Panos Petropoulos
Panos Petropoulos
Expert développement web — WebGuard Agency
| ·14 min de lecture

22 800 comptes exfiltrés sans le moindre CVE à patcher — les 3 contrôles d’API que j’ai lancés le soir même sur nos 19 clients exposés

Analyse de journaux d’accès à une API sur écran dans un centre opérationnel de sécurité

TL;DR

  • 22 800 utilisateurs exfiltrés au ministère de la Transition écologique : 14 656 lignes dans controleurs.csv, 8 166 dans all_users.json.
  • Aucun CVE, aucun correctif manquant. Le vecteur est une API mal configurée doublée de failles IDOR — un défaut d’autorisation, pas un défaut de version.
  • Votre scanner ne verra jamais ça. Un scanner connaît les versions et les signatures ; il ne connaît pas vos règles métier.
  • Le 4 septembre, l’AMF subissait l’exact opposé : une injection SQL classique, 114 000 entrées, et des mots de passe stockés en clair.
  • Les deux incidents partagent une cause unique : personne n’avait testé l’application avec deux comptes différents.
  • Nos 3 contrôles lancés le soir même sur les 19 clients qui exposent une API : énumération d’identifiants, élévation horizontale, et exploitabilité des journaux.
  • Sans journalisation d’accès exploitable, vous ne pouvez ni notifier dans les 72 h, ni dire ce qui est parti.
Résumer cet article avec : ChatGPT Claude Perplexity

Le 2 septembre 2026, plusieurs sites rattachés au ministère de la Transition écologique sont devenus inaccessibles, remplacés par un message de maintenance. Deux jours plus tard, LeMagIT publiait son Cyberhebdo du 4 septembre 2026 : cyberattaque contre le Ministère de la Transition écologique. Ce qui rend cet incident intéressant pour une PME n’est pas sa taille — 22 800 utilisateurs, c’est peu en 2026 — mais son vecteur : il n’y avait rien à patcher.
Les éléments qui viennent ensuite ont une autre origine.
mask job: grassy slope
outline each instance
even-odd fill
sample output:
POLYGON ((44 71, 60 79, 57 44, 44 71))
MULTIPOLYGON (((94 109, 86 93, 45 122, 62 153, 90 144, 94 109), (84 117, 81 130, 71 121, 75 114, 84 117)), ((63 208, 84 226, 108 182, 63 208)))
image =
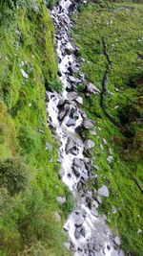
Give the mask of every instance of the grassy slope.
MULTIPOLYGON (((107 42, 112 68, 108 81, 106 106, 116 120, 119 120, 119 110, 129 104, 137 105, 140 112, 142 110, 142 104, 138 102, 138 99, 141 101, 138 94, 141 90, 129 86, 131 81, 143 75, 143 60, 138 58, 138 55, 143 55, 142 12, 142 5, 102 3, 82 7, 79 16, 74 16, 72 35, 86 59, 82 62, 82 70, 99 89, 107 64, 103 55, 103 36, 107 42)), ((142 225, 142 194, 130 175, 132 173, 143 186, 141 127, 137 122, 133 122, 132 128, 135 135, 131 147, 125 151, 123 142, 126 138, 104 116, 99 95, 86 98, 84 93, 81 94, 87 114, 95 120, 96 135, 87 132, 87 136, 95 142, 92 152, 99 168, 95 186, 98 188, 106 183, 110 190, 110 197, 103 200, 101 210, 108 215, 113 232, 119 232, 125 250, 131 251, 132 255, 142 255, 142 232, 139 232, 142 225), (96 113, 100 114, 101 119, 95 117, 96 113), (107 144, 103 139, 107 140, 107 144), (113 156, 111 164, 107 160, 112 155, 110 150, 113 156), (113 206, 117 210, 115 214, 112 214, 113 206)))
POLYGON ((57 204, 56 197, 69 193, 57 177, 57 142, 47 126, 44 100, 44 82, 54 85, 56 80, 53 25, 40 0, 36 9, 26 6, 13 12, 4 5, 1 10, 0 255, 69 255, 62 222, 71 203, 64 208, 57 204), (46 142, 51 151, 46 151, 46 142), (11 162, 2 173, 8 159, 11 162), (22 168, 21 177, 17 174, 22 168), (11 195, 10 184, 20 187, 26 175, 27 186, 11 195), (55 211, 62 216, 60 223, 55 211))

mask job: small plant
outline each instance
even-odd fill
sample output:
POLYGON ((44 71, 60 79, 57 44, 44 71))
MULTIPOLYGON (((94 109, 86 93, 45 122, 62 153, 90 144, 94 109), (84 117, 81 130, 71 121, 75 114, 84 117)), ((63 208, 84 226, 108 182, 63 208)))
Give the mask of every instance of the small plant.
POLYGON ((26 190, 28 183, 28 167, 21 158, 0 161, 0 187, 7 188, 13 196, 26 190))

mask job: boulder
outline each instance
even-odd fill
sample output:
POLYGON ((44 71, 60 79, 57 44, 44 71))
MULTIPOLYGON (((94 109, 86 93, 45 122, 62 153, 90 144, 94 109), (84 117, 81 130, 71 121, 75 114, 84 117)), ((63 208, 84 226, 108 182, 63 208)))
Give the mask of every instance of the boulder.
POLYGON ((67 97, 70 101, 73 101, 75 100, 76 98, 78 98, 78 93, 75 92, 75 91, 71 91, 67 94, 67 97))
POLYGON ((46 150, 52 151, 52 146, 49 142, 46 143, 46 150))
POLYGON ((93 126, 94 126, 93 122, 92 122, 89 119, 84 119, 84 121, 83 121, 83 127, 85 128, 92 128, 93 126))
POLYGON ((72 119, 72 118, 69 118, 68 119, 68 121, 67 121, 67 123, 66 123, 66 126, 67 127, 73 127, 73 126, 75 126, 75 120, 74 119, 72 119))
POLYGON ((98 189, 98 194, 105 197, 105 198, 108 198, 110 196, 109 190, 108 190, 107 186, 105 186, 105 185, 103 185, 100 189, 98 189))
POLYGON ((66 202, 66 197, 57 197, 57 201, 60 205, 64 204, 66 202))
POLYGON ((114 238, 114 243, 115 243, 117 245, 120 245, 120 244, 121 244, 120 238, 116 236, 116 237, 114 238))
POLYGON ((74 147, 76 147, 76 143, 71 137, 69 137, 65 149, 66 153, 69 153, 69 151, 74 147))
POLYGON ((74 213, 73 219, 74 219, 74 225, 76 227, 81 226, 84 222, 84 218, 78 213, 74 213))
POLYGON ((100 91, 92 82, 90 82, 87 84, 87 92, 91 94, 95 94, 99 93, 100 91))
POLYGON ((63 168, 61 168, 59 171, 58 176, 59 176, 59 178, 62 178, 64 175, 65 175, 65 171, 63 168))
POLYGON ((92 149, 95 146, 95 143, 92 140, 87 140, 85 142, 85 150, 92 149))

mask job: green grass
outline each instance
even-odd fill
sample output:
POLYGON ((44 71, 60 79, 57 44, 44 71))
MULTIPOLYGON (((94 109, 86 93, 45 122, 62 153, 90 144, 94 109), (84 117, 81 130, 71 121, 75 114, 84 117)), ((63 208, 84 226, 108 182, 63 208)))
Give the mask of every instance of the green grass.
POLYGON ((54 29, 43 1, 29 4, 0 6, 0 255, 70 255, 63 222, 72 203, 45 105, 45 85, 60 90, 54 29), (71 203, 59 206, 57 196, 71 203))
MULTIPOLYGON (((142 12, 141 4, 91 3, 81 7, 78 17, 73 16, 72 31, 81 57, 86 59, 82 62, 82 71, 99 89, 107 65, 102 44, 105 38, 112 61, 107 84, 106 109, 118 122, 121 122, 121 113, 125 114, 129 120, 125 127, 122 124, 123 127, 133 130, 133 137, 126 138, 105 117, 100 108, 100 96, 87 98, 81 92, 84 109, 95 121, 93 130, 96 135, 86 132, 86 136, 95 142, 91 151, 99 168, 99 171, 95 171, 95 189, 106 184, 110 191, 110 197, 103 198, 100 211, 107 214, 109 225, 114 234, 120 234, 123 248, 132 255, 143 254, 142 233, 138 232, 142 229, 142 193, 133 179, 133 175, 143 187, 143 136, 139 121, 143 109, 143 60, 139 58, 143 56, 142 12), (133 116, 134 110, 136 112, 133 116), (101 118, 97 118, 97 114, 101 118), (109 163, 107 158, 112 155, 111 150, 113 161, 109 163), (117 210, 115 214, 112 214, 113 206, 117 210)), ((79 89, 82 91, 82 88, 79 89)))

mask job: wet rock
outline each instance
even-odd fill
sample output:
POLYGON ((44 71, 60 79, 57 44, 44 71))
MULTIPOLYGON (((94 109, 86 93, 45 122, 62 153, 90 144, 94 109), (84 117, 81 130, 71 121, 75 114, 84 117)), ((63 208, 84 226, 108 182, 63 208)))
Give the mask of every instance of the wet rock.
POLYGON ((72 45, 70 42, 68 42, 68 43, 66 44, 66 46, 65 46, 65 52, 66 52, 68 55, 71 55, 71 54, 73 53, 73 51, 74 51, 74 48, 72 47, 72 45))
POLYGON ((63 168, 61 168, 59 171, 58 176, 59 176, 59 178, 62 178, 64 175, 65 175, 65 171, 63 168))
POLYGON ((66 202, 66 197, 57 197, 57 201, 60 205, 64 204, 66 202))
POLYGON ((64 243, 64 246, 66 249, 70 250, 71 243, 68 243, 68 242, 64 243))
POLYGON ((67 127, 73 127, 73 126, 75 126, 75 124, 76 124, 76 122, 75 122, 74 119, 72 119, 72 118, 69 118, 69 119, 68 119, 68 122, 66 123, 66 126, 67 126, 67 127))
POLYGON ((114 238, 114 243, 115 243, 117 245, 120 245, 120 244, 121 244, 120 238, 116 236, 116 237, 114 238))
POLYGON ((108 160, 109 163, 112 163, 113 161, 113 156, 112 155, 109 155, 107 160, 108 160))
POLYGON ((85 150, 92 149, 95 146, 92 140, 87 140, 85 142, 85 150))
POLYGON ((55 212, 54 216, 55 216, 55 220, 60 222, 61 221, 61 216, 57 212, 55 212))
POLYGON ((71 91, 67 94, 67 97, 70 101, 73 101, 75 100, 76 98, 78 98, 78 93, 75 92, 75 91, 71 91))
POLYGON ((75 239, 79 239, 81 237, 81 227, 76 227, 74 231, 75 239))
POLYGON ((46 150, 52 151, 52 146, 49 142, 46 143, 46 150))
POLYGON ((110 196, 109 194, 109 190, 107 188, 107 186, 103 185, 100 189, 98 189, 98 193, 99 195, 108 198, 110 196))
POLYGON ((94 208, 94 207, 92 207, 91 209, 91 212, 93 216, 97 217, 98 216, 98 211, 94 208))
POLYGON ((72 64, 70 65, 70 67, 68 68, 68 70, 70 71, 70 74, 72 75, 72 74, 78 72, 79 67, 76 64, 72 63, 72 64))
POLYGON ((71 151, 71 150, 75 147, 76 147, 75 142, 71 137, 69 137, 67 141, 66 149, 65 149, 66 153, 69 153, 69 151, 71 151))
POLYGON ((83 127, 84 127, 85 128, 92 128, 93 126, 94 126, 94 125, 93 125, 93 123, 92 123, 91 120, 89 120, 89 119, 84 119, 84 121, 83 121, 83 127))
POLYGON ((92 82, 90 82, 87 84, 87 92, 91 94, 95 94, 99 93, 100 91, 92 82))
POLYGON ((78 227, 78 226, 81 226, 84 222, 84 218, 78 214, 78 213, 74 213, 74 222, 75 222, 75 226, 78 227))
POLYGON ((77 167, 81 167, 83 165, 83 160, 80 158, 75 157, 73 159, 73 165, 77 166, 77 167))
POLYGON ((85 230, 85 227, 82 226, 81 228, 81 235, 85 238, 86 237, 86 230, 85 230))

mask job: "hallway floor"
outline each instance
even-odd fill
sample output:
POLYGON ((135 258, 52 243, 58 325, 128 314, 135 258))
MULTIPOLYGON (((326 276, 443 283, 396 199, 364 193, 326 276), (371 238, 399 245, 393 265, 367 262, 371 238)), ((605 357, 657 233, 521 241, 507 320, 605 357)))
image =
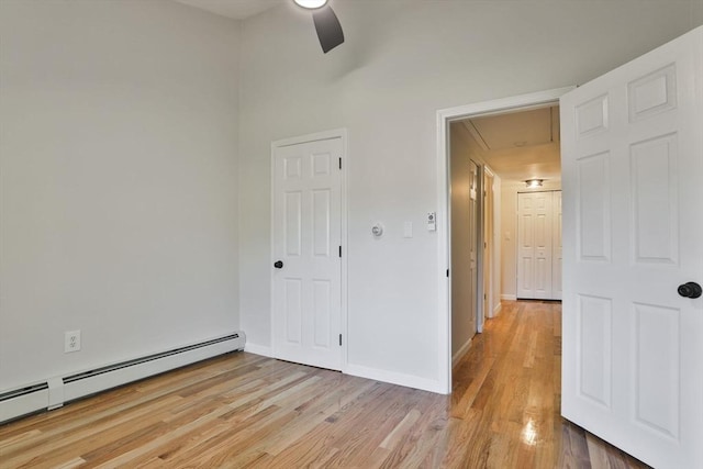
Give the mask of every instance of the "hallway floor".
POLYGON ((0 425, 0 468, 646 468, 559 416, 560 317, 504 302, 451 397, 225 355, 0 425))

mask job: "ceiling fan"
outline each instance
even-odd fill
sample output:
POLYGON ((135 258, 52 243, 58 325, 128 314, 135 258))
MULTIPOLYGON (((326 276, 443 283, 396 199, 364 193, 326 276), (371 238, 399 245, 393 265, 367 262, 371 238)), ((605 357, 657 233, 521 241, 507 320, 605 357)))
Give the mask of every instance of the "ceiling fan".
POLYGON ((323 53, 328 53, 344 43, 344 32, 337 15, 327 4, 328 0, 293 0, 298 5, 312 10, 312 20, 315 23, 317 38, 323 53))

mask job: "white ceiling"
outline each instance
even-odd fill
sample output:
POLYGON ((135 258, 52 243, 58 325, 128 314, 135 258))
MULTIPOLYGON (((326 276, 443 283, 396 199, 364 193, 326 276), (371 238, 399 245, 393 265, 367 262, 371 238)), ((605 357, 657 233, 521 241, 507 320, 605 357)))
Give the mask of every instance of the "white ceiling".
POLYGON ((559 107, 469 119, 462 124, 502 179, 561 179, 559 107))
MULTIPOLYGON (((174 0, 234 20, 244 20, 291 0, 174 0)), ((542 108, 464 122, 482 156, 504 180, 559 180, 559 108, 542 108)))
POLYGON ((174 0, 234 20, 254 16, 290 0, 174 0))

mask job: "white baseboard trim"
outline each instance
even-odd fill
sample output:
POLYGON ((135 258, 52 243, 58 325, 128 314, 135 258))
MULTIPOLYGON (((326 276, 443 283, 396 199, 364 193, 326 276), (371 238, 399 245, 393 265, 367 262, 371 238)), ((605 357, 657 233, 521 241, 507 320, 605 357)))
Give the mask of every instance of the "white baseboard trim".
POLYGON ((464 356, 469 351, 469 348, 471 348, 470 338, 457 350, 456 354, 454 354, 454 357, 451 357, 451 368, 457 366, 459 360, 461 360, 461 358, 464 358, 464 356))
POLYGON ((246 336, 234 332, 196 344, 47 378, 31 387, 0 392, 0 423, 29 413, 54 410, 77 399, 245 348, 246 336))
POLYGON ((389 382, 391 384, 404 386, 406 388, 420 389, 423 391, 436 392, 437 394, 448 394, 447 390, 438 380, 431 380, 413 375, 399 373, 395 371, 379 370, 360 365, 347 365, 344 370, 346 375, 359 378, 372 379, 376 381, 389 382))
POLYGON ((248 342, 244 345, 244 351, 261 355, 264 357, 274 357, 274 349, 271 347, 266 345, 249 344, 248 342))
POLYGON ((501 303, 498 303, 495 308, 493 308, 493 314, 491 315, 491 317, 498 316, 498 314, 501 312, 502 309, 503 309, 503 305, 501 303))

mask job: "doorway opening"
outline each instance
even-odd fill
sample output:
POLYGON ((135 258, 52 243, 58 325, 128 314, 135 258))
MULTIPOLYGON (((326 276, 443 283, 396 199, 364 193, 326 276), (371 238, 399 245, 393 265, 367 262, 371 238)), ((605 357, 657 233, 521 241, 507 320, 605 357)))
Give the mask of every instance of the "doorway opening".
MULTIPOLYGON (((482 331, 484 317, 492 317, 500 311, 501 299, 516 298, 506 298, 502 287, 510 270, 515 271, 504 268, 510 259, 503 255, 503 245, 514 243, 514 230, 511 227, 509 236, 504 235, 503 199, 505 193, 510 198, 512 191, 516 199, 521 185, 525 189, 525 179, 539 176, 534 172, 540 169, 540 160, 546 159, 543 157, 525 163, 527 157, 521 159, 506 148, 493 148, 496 153, 492 154, 491 146, 500 147, 510 142, 512 147, 518 149, 532 147, 527 145, 529 139, 500 132, 501 127, 507 121, 529 122, 535 113, 548 115, 551 124, 555 121, 553 108, 558 107, 559 97, 571 89, 524 94, 437 113, 440 191, 438 248, 439 258, 446 259, 446 264, 440 263, 439 266, 439 343, 445 350, 439 370, 447 393, 451 392, 453 365, 469 349, 471 337, 482 331), (520 169, 521 165, 514 165, 515 160, 522 161, 524 167, 520 169), (521 172, 514 175, 505 169, 503 166, 506 161, 521 172), (501 176, 501 171, 504 176, 501 176)), ((558 109, 555 115, 558 122, 558 109)), ((520 123, 515 126, 524 130, 520 123)), ((548 133, 549 145, 558 149, 559 144, 551 142, 554 129, 549 127, 548 133)), ((540 152, 536 154, 542 155, 540 152)), ((531 157, 534 159, 535 154, 531 157)), ((560 188, 558 175, 559 170, 556 169, 556 174, 542 179, 553 179, 551 185, 559 183, 560 188)), ((545 187, 545 182, 543 180, 543 188, 549 188, 545 187)), ((515 279, 513 275, 513 284, 516 284, 515 279)))

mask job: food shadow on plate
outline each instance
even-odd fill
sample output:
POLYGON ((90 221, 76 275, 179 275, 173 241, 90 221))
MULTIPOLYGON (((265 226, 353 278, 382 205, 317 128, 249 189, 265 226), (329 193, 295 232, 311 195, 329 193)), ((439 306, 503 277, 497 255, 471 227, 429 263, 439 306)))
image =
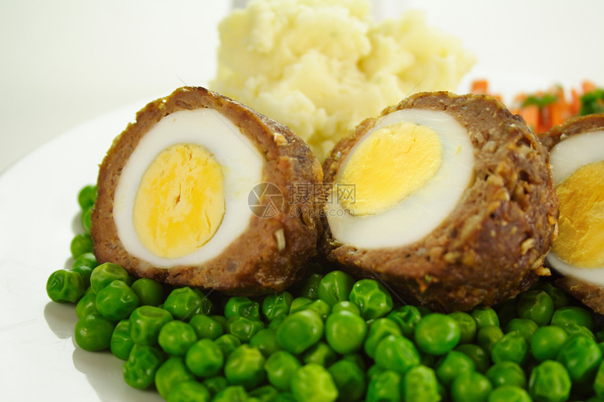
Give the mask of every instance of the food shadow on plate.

Ce que l’on sait de l’incident

L’attaque a visé les outils de messagerie et les sites du ministère en exploitant une mauvaise configuration d’API et des failles de type IDOR, pour Insecure Direct Object Reference. Deux fichiers ont été exfiltrés : controleurs.csv, qui contient 14 656 enregistrements relatifs à des contrôleurs, et all_users.json, qui en contient 8 166. Le total avoisine 22 800 utilisateurs.

L’ANSSI a été mobilisée pour conduire les investigations et le ministère a signalé les faits au procureur de la République. Le site de consultation publique environnementale figure parmi les services paralysés.

Retenez la mécanique, parce que c’est elle qui se transpose chez vous. Une faille IDOR, c’est un identifiant exposé — un numéro de dossier, un identifiant d’utilisateur dans une URL ou dans une réponse d’API — que le serveur renvoie sans vérifier que le demandeur a le droit de le consulter. Vous passez de /api/agents/1042 à /api/agents/1043 et vous obtenez la fiche suivante. Répété dans une boucle, ce geste vide une base.

CHAÎNE D’UNE FUITE PAR IDOR — AUCUN CVE IMPLIQUÉ 1. Identifiant séquentiel /api/agents/1042 2. Aucun test d’autorisation côté serveur 3. Énumération automatisée 1043, 1044, 1045… 4. Exfiltration 22 800 comptes CE QUE VOIT UN SCANNER DE VULNÉRABILITÉS : « Aucune vulnérabilité connue. Versions à jour. » — réponse exacte, conclusion fausse. CE QUI LE DÉTECTE : un test manuel avec DEUX comptes de niveaux différents.

Notre avis d’expert — votre scanner était vert, et il avait raison

C’est le point que je répète le plus souvent en restitution, et celui qui surprend le plus les directions : un tableau de bord entièrement vert n’est pas une preuve d’absence de risque, c’est une preuve d’absence de risque connu.

Un scanner compare ce qu’il trouve à une base de signatures et de versions. Il sait vous dire qu’une bibliothèque est obsolète, qu’un en-tête manque, qu’un port ne devrait pas être ouvert. Il ne sait pas dire que l’utilisateur 1042 ne devrait pas pouvoir lire la fiche 1043, parce que cette règle n’est écrite nulle part ailleurs que dans votre métier. Aucune base de vulnérabilités au monde ne contient vos règles d’habilitation.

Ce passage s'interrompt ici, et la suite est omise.